AutorCarlos Salinas de Gortari

Rescatar empleos perdidos y reencontrar la ruta del bienestar de sectores de la población afectados por las transformaciones operadas en el mapa de la economía mundial exige recobrar la competitividad. Esto no se logra con gestos paternalistas con los trabajadores, ni con desplantes autocráticos con las empresas, ni desconociendo a los socios comerciales en los tratados internacionales. Hostilizar las relaciones de comercio e inversión con México puede ciertamente afectar la integración avanzada durante casi un cuarto de siglo de la región económica que ha generado el Tratado de Libre Comercio de América del Norte, (TLCAN). Pero no elevará las condiciones de competitividad de Estados Unidos con otras regiones. Por ejemplo, para competir hoy con Asia no bastará con la fuerza comercial de la gran potencia económica de Estados Unidos ni con cerrar, a la defensiva, sus fronteras a los productos de aquella región. Lo que procede, en cambio, es fortalecer y no minar la región de pertenencia, entendida como la más efectiva plataforma de competitividad de las naciones.

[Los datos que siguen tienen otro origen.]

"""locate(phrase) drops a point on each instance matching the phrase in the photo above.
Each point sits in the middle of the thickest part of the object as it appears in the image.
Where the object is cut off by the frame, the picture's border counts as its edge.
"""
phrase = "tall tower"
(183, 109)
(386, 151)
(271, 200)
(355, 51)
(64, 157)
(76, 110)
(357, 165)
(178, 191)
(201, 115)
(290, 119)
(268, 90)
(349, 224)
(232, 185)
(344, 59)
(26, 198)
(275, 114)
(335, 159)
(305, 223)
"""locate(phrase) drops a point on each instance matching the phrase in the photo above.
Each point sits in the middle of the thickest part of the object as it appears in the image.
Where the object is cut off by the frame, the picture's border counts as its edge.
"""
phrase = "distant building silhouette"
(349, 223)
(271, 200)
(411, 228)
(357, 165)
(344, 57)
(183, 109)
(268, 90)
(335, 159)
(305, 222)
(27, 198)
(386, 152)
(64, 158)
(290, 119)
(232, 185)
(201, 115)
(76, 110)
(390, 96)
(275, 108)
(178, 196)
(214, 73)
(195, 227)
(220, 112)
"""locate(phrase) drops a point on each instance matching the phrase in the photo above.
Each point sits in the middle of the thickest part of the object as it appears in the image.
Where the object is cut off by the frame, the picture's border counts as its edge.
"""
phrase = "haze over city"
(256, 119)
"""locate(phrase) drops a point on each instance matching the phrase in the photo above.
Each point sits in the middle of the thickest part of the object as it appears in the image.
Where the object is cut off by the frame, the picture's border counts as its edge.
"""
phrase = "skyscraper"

Así lo entendimos en los primeros años de la década de 1990 los gobernantes de los tres países de la región de América del Norte. Tuvo antecedentes y circunstancias precisas. A mediados de 1979, y antes de ser Presidente, Ronald Reagan visitó México y le propuso al presidente José López Portillo un Tratado de Libre Comercio para América del Norte. La respuesta del mandatario mexicano fue contundente: "Ni nuestros hijos ni nuestros nietos verán nunca ese día". La razón era comprensible: en esa época México basaba su desarrollo en una economía cerrada y sus exportaciones dependían del petróleo.

Además, había fuertes razones históricas para rechazarlo, sintetizadas en una expresión del inicio del siglo XX que reflejaba una fatalidad con tintes religiosos: "Pobre México, tan lejos de Dios y tan cerca de Estados Unidos". Esta frase se remontaba a la historia en que México perdió la mitad de su territorio por la arbitraria expansión al sur de la Unión Americana, en la primera mitad del siglo XIX, que remató con la invasión y la guerra de 1846-1848. Un joven comandante del ejército invasor, Ulises Grant, llamó a aquella operación "una de las guerras más injustas jamás emprendidas por una nación poderosa en contra de otra más débil". Para los estadounidenses aquella se convirtió en la "guerra olvidada" y, sin embargo, como bien se ha dicho, los envenenó, pues el intento de imponer la esclavitud en los territorios recién incorporados de California y Nuevo México (que incluían Nevada, Utha y Arizona) fue el preámbulo de su terrible Guerra Civil. Para los mexicanos este evento desgarrador forma parte de la memoria colectiva, como lo son también las dos intervenciones militares de Estados Unidos en México al inicio del siglo XX.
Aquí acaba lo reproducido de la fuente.